Here we look at five Scottish-style castles around the world, from expressions of wealth forged in the New World to a granite pile in China and a Harry Potter-style hideaway that was built on a father’s promise over 30 years.
Bannerman’s Castle, Pollepel Island, New York
This crumbling pile on a private island in the Hudson River is a reminder of the success of Francis Bannerman from Dundee, who left Scotland for Brooklyn when just three-years-old.
Bannerman, who arrived in the United States in 1854, was to become a wealthy trader in surplus military ammunition and artillery.
He spotted Pollepel Island while out canoeing on the Hudson and bought it from the Taft family in 1900.
Bannerman, as part of the purchase deal, had to promise in writing that the island would not revert to its past as a haven for illegal alcohol and prostitution.
The castle was built as a series of fortified warehouses to store his stock after he procured a particularly large consignment of weaponry following the Spanish Civil War.
Bannerman led the design of the castle with particular attention paid to the
family shields and sigils.
He died in 1918 with the properties slowly falling into ruin since then.

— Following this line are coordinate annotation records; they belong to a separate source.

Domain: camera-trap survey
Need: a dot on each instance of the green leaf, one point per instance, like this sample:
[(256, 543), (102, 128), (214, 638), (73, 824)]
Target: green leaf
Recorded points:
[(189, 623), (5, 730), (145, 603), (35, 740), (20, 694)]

The Bannerman Castle Trust is fundraising to secure the buildings. The family believe they should be “preserved as proof of people’s and imagination” in America during that time.
Craigdarroch Castle, Victoria, British Columbia
Craigdarroch has been hailed as the ultimate “bonanza castle” - the type of oversized mansion built by 19th and early 20th industrialists to illustrate their spiralling wealth.
Ayrshire-born miner Robert Dunsmuir created Craigdarroch after amassing his fortune from Vancouver Island coal. He left Scotland in 1850 to take up a position with the Hudson Bay company.
Dunsmuir and his architect died before Craigdarroch was finished but his family ensured no expense was spared in executing their vision of Victorian opulence. Italian marble, Californian terracotta and British Columbia sandstone were used to flamboyant effect.
Nothing like Craigdarroch had been seen in Victoria before and the building, which was used as a school and is now a museum after being sold by the family, remains a prominent landmark on the west side of the city.
Treaty Port Castle and Vineyard, Shandong, China
Businessman Chris Raffles built the faux-Scottish castle in Shandong province to compliment his new vineyard which the investment banker built to take advantage of the growing Chinese market for fine wine.
Designed by Scottish architect Ian Begg, the castle is built using local granite although Raffles has imported several period pieces to give it a noble look.
They include a 17th Century collection of paintings and an AGA cooker, which was installed by an engineer who travelled from New Zealand. Dinner is served in the Great Hall.
‘There were moments when I thought it wasn’t worth it but in the end determination brings its own rewards,” said Yorkshireman Raffles.
Larnach Castle, Dunedin, Otago, New Zealand
New Zealand’s only castle was built in 1871 by William Larnach, a merchant baron and politician, whose father hailed from Auchengill in Caithness.
The pile was created for Larnach’s first wife, Eliza, with the project taking 200 workmen more than three years to build the castle shell. A team of master European craftsmen spent a further 12 years embellishing the interior.
The fine property belied a tragic demise for Larnach, whose business dealings left him insolvent and insular. He died in 1898 in his parliamentary office, where he shot himself.
The castle is still privately owned and cared for by the Barker family who purchased it in 1967.
Highlands Castle, Bolton Landing, New York State
This is truly the stuff of fairy tales with businessman John Lavender building this impressive pile after promising his son that one day “he would live in a castle.”
The pledge was made as Mr Lavender lived in a flat with five other men following his divorce.
For 30 years, Mr Lavender stuck to his word and constructed a house that he later hand-clad in stone.
Sitting on a mountain top overlooking Lake George and Adirondack Mountains the house has since hosted the weddings of both father and son.
It is now on the market for the equivalent of around £10.4m.